Después de haber recorrido a toda velocidad los pasillos y escaleras del edificio, le ardían las piernas. El aire se escaba de ella, que intentaba recobrar el aliento a duras penas. No sabía qué iba a hacer. Si volvía abajo, él, la vería. Y si él la veía, ya no tendría ninguna oportunidad de escapar. Así que avanzó por el pasillo de la tercera planta, dispuesta a meterse en su casa o aporrear la puerta de algún vecino. Ya no podía más.

                Pero cuán fue su sorpresa al girar la esquina y verle allí. Se le congeló la sangre en las venas. No podía escapar.

                Nana no recordaba muy bien cómo entró a formar parte del Club de las sonrisas rotas. Pero no le desagradaba, tampoco. Podría decirse que ella fue una de las fundadoras.

                Una tarde de verano, cuando David y Clara ya habían terminado con el grupo de integración, se encontraron, sin querer, en la calle. Nunca había ocurrido eso antes. Por lo general, los dos amigos andaban por zonas muy diferentes de la ciudad que Nana. Ahora Clara estaba en un aprieto. ¿La ignoraba, la saluda, o qué? Si David se percataba de que se conocían desde hace mucho, empezaría a hacer preguntas a las que Clara no tendría respuesta.

                Así que cuando vio a Nana acercarse por la calle, desechó estos pensamientos y la sonrió.  Antes de que Clara pudiese decir algo, la otra se le adelantó:

                —¿Es este tu novio?

                Ambos estallaron en carcajadas. David miró con interés a la chica, desconocida para él.

                —¿Nos presentas, Clara?

                Clara hizo las presentaciones, y se tendieron las manos, con una fingida profesionalidad.

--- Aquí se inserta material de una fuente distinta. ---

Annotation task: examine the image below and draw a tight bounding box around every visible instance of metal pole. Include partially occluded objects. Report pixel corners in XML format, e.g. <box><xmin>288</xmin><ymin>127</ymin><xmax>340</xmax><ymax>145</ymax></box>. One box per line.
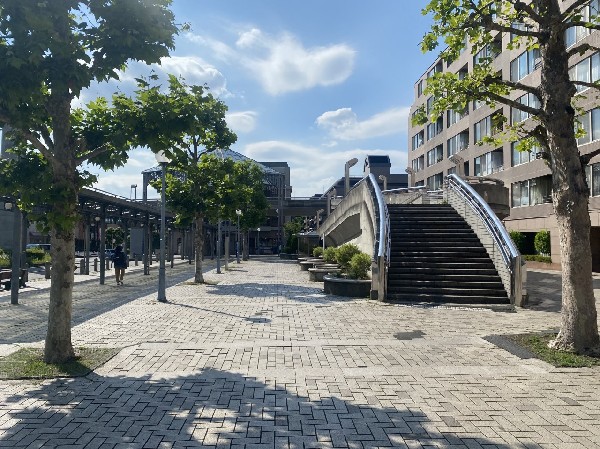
<box><xmin>217</xmin><ymin>217</ymin><xmax>221</xmax><ymax>274</ymax></box>
<box><xmin>10</xmin><ymin>204</ymin><xmax>23</xmax><ymax>306</ymax></box>
<box><xmin>235</xmin><ymin>214</ymin><xmax>240</xmax><ymax>263</ymax></box>
<box><xmin>157</xmin><ymin>162</ymin><xmax>167</xmax><ymax>302</ymax></box>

                Y así empezó todo. La verdad es que David no hizo muchas preguntas sobre Nana. Simplemente, aceptó que Clara tuviese más vida social aparte de él. Lo comprendía, aunque le doliese un poco. Pero no tenía derecho a decir nada.

                Los pasos resonaron sombríos mientras que el hombre gordo se acercaba a ella. Así lo llamaba "el hombre gordo", pues en realidad no sabía su nombre. Tampoco es que quisiera saberlo: el mote le sentaba a la perfección.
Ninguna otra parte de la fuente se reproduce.